Viral videos of police brutality and racism

In one scene, black teenagers use their phones to record the chaos unfolding below, as their mouths appear to be covered by a white material.

Some viewers believed this to be a reference to the rise of viral videos of police brutality and racist encounters to overcome the metaphorical muzzling of black people in a white supremacist system.

“Kids are seen recording everything on their phones, referencing the use of livestreams in police shootings as a means of documenting and sharing the truth,” tweeted @thelocalemo. “Gambino’s lyrics state, ‘this is a celly, that’s a tool.’”

White horse

It’s easy to miss the white stallion galloping by in the background on the first viewing of “This Is America.” Upon closer look, viewers pointed to biblical references of a “pale horse” heralding the apocalypse, which largely goes unnoticed by the characters dancing in the foreground of the video.

Karen Civil, a social media and marketing guru, pointed out the specific passage from the Bible’s Book of Revelation: “And I looked, and behold a pale horse: and his name that sat on him was Death, and Hell followed with him.”

Traffic stop killings

Toward the end of the video, Childish Gambino dances atop a red car surrounded by other decades-old cars with their hazard lights flashing and doors open.

Viewers drew connections to the black men routinely killed by police during traffic stops, including Philando Castile in Minnesota in 2016.

“Do a lot of those cars ... have their drivers side doors open and hazards on cause they’re symbolic of the cars of all the people pulled over and killed by the police?” wondered Twitter user @giddy_pony.

Others found economic symbolism within the sea of beat-up cars.

“I’m having a 4 am finals procrastination epiphany that the mostly parked, vacant cars in #ThisIsAmerica reference to the stalled socioeconomic and political mobility of Black people in America,” tweeted @izaynab.

SZA

R&B singer SZA made an appearance in “This Is America,” sending her fans into a frenzy.
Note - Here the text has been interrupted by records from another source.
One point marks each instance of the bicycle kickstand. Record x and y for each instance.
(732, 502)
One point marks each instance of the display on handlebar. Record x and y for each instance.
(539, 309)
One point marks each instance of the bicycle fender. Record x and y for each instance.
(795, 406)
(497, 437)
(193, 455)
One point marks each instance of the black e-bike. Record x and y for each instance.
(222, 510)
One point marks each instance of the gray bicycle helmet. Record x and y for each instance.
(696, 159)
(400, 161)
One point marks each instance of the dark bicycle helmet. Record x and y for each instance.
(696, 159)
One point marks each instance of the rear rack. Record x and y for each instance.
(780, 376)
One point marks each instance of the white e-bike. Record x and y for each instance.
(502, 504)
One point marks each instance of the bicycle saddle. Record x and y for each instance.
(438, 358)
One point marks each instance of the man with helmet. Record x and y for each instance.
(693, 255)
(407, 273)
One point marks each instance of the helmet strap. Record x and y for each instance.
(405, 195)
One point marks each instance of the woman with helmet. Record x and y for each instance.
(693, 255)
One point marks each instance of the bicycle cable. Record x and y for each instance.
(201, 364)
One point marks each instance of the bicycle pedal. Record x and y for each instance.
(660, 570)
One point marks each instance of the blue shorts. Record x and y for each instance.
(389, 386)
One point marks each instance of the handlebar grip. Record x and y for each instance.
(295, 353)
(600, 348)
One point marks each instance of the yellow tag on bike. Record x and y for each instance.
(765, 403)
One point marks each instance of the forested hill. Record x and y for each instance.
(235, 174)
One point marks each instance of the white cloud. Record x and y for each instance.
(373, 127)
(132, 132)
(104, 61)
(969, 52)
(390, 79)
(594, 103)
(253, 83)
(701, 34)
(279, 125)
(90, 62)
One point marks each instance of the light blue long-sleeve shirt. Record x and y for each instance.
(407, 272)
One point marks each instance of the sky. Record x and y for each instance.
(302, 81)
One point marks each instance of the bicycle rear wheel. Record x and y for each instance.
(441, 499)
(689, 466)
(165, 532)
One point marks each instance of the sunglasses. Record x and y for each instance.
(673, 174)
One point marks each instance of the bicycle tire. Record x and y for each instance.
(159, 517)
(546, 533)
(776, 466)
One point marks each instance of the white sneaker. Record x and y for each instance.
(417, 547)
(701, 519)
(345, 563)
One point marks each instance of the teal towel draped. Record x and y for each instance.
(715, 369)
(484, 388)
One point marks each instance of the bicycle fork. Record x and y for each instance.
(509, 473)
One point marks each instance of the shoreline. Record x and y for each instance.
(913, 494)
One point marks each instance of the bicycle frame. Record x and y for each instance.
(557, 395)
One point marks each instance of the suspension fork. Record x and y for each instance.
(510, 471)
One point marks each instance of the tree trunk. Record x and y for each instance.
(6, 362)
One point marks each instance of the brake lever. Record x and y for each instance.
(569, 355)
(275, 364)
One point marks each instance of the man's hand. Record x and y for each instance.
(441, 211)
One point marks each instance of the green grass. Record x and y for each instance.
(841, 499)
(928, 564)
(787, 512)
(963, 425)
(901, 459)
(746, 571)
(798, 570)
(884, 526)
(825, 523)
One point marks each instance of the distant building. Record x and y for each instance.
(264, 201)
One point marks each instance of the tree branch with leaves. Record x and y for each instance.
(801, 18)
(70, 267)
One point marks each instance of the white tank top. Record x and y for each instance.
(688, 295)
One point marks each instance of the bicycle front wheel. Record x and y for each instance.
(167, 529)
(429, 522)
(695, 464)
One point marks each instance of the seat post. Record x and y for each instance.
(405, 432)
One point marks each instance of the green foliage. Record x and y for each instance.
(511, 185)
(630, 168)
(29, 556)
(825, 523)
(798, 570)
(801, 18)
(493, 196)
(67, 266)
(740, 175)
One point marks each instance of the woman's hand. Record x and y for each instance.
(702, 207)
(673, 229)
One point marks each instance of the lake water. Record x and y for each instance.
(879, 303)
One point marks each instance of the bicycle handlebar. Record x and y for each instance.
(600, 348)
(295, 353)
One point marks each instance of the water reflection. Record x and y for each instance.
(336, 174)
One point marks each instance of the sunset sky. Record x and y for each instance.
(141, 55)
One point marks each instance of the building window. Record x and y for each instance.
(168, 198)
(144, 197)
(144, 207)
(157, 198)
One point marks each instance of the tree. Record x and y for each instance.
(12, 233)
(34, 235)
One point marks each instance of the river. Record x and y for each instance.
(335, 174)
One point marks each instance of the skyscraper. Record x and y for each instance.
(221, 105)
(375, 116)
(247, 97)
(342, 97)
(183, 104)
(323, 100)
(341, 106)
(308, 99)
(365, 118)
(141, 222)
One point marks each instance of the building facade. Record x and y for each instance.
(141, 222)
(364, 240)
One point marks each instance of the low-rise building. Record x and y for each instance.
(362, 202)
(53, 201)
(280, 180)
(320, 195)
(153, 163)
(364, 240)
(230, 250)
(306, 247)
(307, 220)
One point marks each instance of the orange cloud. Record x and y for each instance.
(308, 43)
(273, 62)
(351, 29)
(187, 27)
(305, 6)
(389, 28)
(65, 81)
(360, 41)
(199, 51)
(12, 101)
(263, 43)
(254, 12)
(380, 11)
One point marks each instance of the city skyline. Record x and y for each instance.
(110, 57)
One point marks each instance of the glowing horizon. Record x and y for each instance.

Viewers noted the similarities between her hairstyle and the Statue of Liberty’s crown.

SZA appeared to confirm the Lady Liberty theories Sunday on Instagram.

Liberty .

A post shared by SZA (@sza) on

The Sunken Place

Anyone who has seen the film “Get Out” likely picked up on the eerie vibes at the end of the video as Childish Gambino attempts to escape the warehouse. It reminded many of “the Sunken Place” seen in the 2017 film, the mental space where the main character Chris goes after he’s been brainwashed, unable to control his body.

“The Sunken Place means we’re marginalized,” Jordan Peele, the movie’s director, explained on Twitter in March 2017. “No matter how hard we scream, the system silences us.”

Daniel Kaluuya, who played Chris in “Get Out,” introduced Childish Gambino’s performance of “This Is America” on “Saturday Night Live.” 

Ad-libs

Twitter user @_mikepearson suggested “This Is America” features over a dozen improvised lines from mostly black artists, including Kendrick Lamar and Offset. 

However, Complex pointed out that the streaming music service Tidal only lists Young Thug, 21 Savage, Quavo, Slim Jxmmi and BlocBoy JB as contributors on the song.